Koperasi itu dibentuk untuk menstabilkan harga telur di tingkat peternak. Kini, melalui koperasi, anggotanya bisa mendapat kemudahan dalam memperoleh pakan ayam. Mereka juga bisa menjual telur ke koperasi. ”Kami berkembang menjadi koperasi sektor riil,” tutur Ketua Koperasi Putera Blitar Sukarman.
Presiden Direktur Koperasi Benteng Mikro Indonesia Kamaruddin Batubara mengatakan, penyebab sejumlah koperasi kurang mendapat kepercayaan warga karena ada oknum yang bermain tak sehat atau tak menjalankan koperasi berdasarkan aturan.
Menurut Peneliti Ahli Utama Pusat Penelitian Ekonomi pada Lembaga Ilmu Pengetahuan Indonesia (LIPI) Maxensius Tri Sambodo, maraknya koperasi sebagai media investasi dengan janji pengembalian yang tinggi mencederai jiwa koperasi.
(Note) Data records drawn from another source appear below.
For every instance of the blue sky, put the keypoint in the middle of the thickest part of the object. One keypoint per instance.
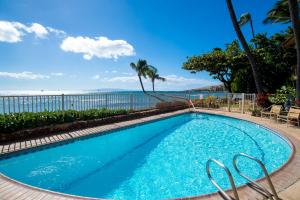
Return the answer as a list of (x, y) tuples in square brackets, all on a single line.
[(88, 44)]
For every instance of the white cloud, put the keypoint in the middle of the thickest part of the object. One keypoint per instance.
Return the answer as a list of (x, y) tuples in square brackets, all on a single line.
[(100, 47), (56, 31), (96, 77), (13, 32), (57, 74), (39, 30), (9, 32), (127, 73), (23, 75)]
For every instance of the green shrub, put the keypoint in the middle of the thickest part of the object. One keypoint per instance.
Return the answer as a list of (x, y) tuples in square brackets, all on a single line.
[(17, 121), (281, 95)]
Semangat koperasi ialah kekeluargaan dan saling membantu antar-anggota.
Ia menilai, perlu digalakkan literasi tentang koperasi yang sehat dan praktik menjalankan koperasi secara baik dan benar. Pihak yang bertanggung jawab dalam hal ini ialah dinas koperasi serta Kementerian Koperasi dan UKM.